От остановки Сафронов двинулся через сквер. Снег на газоне уже растаял, но земля была сырой, как мокрая половая тряпка: под каждым шагом поднималась и пузырилась вода. Алексей вышел на скользкую тропинку и пошел по ней, мимо островков неба в мутных лужах. В обед на улице народа было немного. На все еще голых деревьях сидели грачи. Сафронов пересек дорогу, вошел во двор и прошмыгнул к лавке на детской площадке. Оттуда, медленно, как кошкой в воде, он обвел взглядом все вокруг, упаси бог зацепиться за что-нибудь. Крючья остались ни с чем. Выдохнув, Алексей вытащил из сумки бинокль и сфокусировал его на зарешеченном окне почты, за которым женщина, чья красота была видна с любого расстояния, перебирала письма. С ее затылка тяжело свисала черная, толстая, как рука мужчины, коса. Лицо женщины было круглое, слегка смуглое; глаза голубые, чуть раскосые; нос небольшой, с плоской перегородкой; губы красные, полные, манящие; тело пышное, фигуристое. Верх облегал серый пиджак на черной водолазке, низ – брюки темного цвета. В ни каких юбках женщина на работу не ходила. Алексей кошачьими объективами следил за канарейкой в клетке, за каждым ее жестом, выражением лица. Женщина улыбнулась, и сердце его заколотилось. Что!? почему? почему заулыбалась? в чем причина? в КОМ причина?! Не отрываясь от окуляров, Алексей сделал шаг вперед, прикованный к почтовым окнам. Никого. С кем там она? С кем посмела смеяться! Вот кто-то вышел из-за стены. Мутная фигура. Сафронов слишком близко приблизил, ничего не разглядеть. Какая-то женщина, со спины не узнать. Алексей плюхнулся на скамейку. Он весь дрожал. Ему понадобилось несколько минут, чтобы успокоиться и сдержаннее продолжить слежку.

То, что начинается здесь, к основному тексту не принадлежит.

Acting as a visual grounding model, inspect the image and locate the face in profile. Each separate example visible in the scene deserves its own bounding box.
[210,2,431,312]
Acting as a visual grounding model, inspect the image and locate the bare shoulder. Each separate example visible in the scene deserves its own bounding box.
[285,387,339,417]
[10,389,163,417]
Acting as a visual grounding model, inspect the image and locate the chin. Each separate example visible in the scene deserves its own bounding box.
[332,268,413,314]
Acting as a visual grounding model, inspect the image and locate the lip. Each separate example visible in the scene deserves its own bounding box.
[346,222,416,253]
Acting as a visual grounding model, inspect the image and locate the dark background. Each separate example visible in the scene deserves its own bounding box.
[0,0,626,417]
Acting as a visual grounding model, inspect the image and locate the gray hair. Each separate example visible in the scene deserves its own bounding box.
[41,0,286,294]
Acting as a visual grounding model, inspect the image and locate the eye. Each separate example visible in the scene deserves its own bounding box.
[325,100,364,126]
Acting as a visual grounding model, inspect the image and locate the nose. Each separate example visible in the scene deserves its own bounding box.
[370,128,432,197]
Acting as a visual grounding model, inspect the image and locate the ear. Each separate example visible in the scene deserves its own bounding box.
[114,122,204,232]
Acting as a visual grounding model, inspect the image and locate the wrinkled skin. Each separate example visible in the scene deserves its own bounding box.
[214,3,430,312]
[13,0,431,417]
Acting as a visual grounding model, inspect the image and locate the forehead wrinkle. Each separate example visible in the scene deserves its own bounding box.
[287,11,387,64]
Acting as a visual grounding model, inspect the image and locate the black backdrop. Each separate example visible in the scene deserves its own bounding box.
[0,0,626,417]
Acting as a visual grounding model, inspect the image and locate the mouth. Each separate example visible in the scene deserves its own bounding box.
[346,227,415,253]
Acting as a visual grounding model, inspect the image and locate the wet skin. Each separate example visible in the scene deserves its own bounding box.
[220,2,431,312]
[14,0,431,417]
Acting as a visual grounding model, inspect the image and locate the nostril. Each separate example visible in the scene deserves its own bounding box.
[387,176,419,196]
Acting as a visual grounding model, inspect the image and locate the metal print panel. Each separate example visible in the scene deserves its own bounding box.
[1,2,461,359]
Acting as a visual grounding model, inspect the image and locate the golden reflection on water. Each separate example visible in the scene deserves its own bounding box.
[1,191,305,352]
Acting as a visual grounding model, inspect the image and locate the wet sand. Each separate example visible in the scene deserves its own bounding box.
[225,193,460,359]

За час ничего не поменялось. Только живот урчал будто живой, прося чего-нибудь съестного. Зря Алексей не пообедал с товарищами, а поспешил на пост. Оторвавшись от бинокля, он щурясь посмотрел на мир не вооруженным взглядом. Над подъездом соседнего дома вывеска с белыми буквами на зеленом фоне гласила: «ПРОДУКТЫ». Бросив взгляд на окна почты, Алексей сорвался с места и как можно быстрее, то и дело переходя на бег, поспешил в магазин. Через две минутки, не больше, он вернулся с запеканкой и киселем, но лавку уже заняли мамы, чьи дети играли в песочнице. Сафронов досадно скривил лицо и сел на соседнюю скамью. С нового места стол, за которым работала красивая женщина, был виден плохо, зато просматривалась та часть помещения, которая ранее была скрыта за стеной.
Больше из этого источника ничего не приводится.